Healthcare And Visa Charges May Rise For Expats In Kuwait
Category: Kuwait Local News

Expats in Kuwait are facing a rise in costs with visas fees increasing and health care access also set to become more expensive.

The Interior Ministry has approved a proposal to increase expat fees for visas, which will affect those applying for visit and tourist visas, temporary residency, self-sponsorship and family dependency visas.

The Interior Ministry’s assistant undersecretary for Nationality and Residency Affairs, Major General Sheikh Mazen Al-Jarrah Al-Sabah, also confirmed that the one-month visitor visa that was free will now cost KD30 or $99.

The increases mean that a three-month tourist visa will cost KD90 or$298, the family reunion (dependent) visas KD 150 or $497, up from KD100 or $330 and for parents and siblings the visa cost will increase from KD200 or$662 to KD400 or $1,325.

The proposed increases have been sent to the legal department before they come into force, probably before the end of the year. He said they are in line with plans to review expat fees in other government departments, like the health ministry.

Sheikh Mazen previously warned that there will no longer be any free services for expats, with increase in fees possible reaching 100% in some cases.

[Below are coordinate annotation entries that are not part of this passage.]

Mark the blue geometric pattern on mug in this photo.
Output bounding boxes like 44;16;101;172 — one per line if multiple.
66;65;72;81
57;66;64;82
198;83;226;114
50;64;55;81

Meanwhile, another proposal is likely to see foreign workers banned from getting access to public healthcare services. The Kuwaiti Economics Committee in the Supreme Council for Planning and Development has proposed a two layered alternative health plan for the three million expats residing in Kuwait, which would cause expat annual health insurance fees to triple to not less than KD150 or $493.

At the moment, expats in Kuwait pay an annual health insurance fee of KD50 and get partially subsidised charges for certain procedures, while the country provides free medical services to all citizens.

The council’s plan divides foreigners in Kuwait into two groups; those in the private sector thought to number around two million and one million who work in the public sector. The first group of foreigners will be treated in expat-only hospitals and the other in private hospitals.

In 2014 the government established a shareholding company to build three 700-bed hospitals and 15 polyclinics to provide integrated medical services to foreigners in Kuwait.

When the new hospitals are fully established, foreigners will have to purchase the health insurance policy from the same company in order to have access to medical services at the three hospitals, in addition to paying a costly health insurance fee.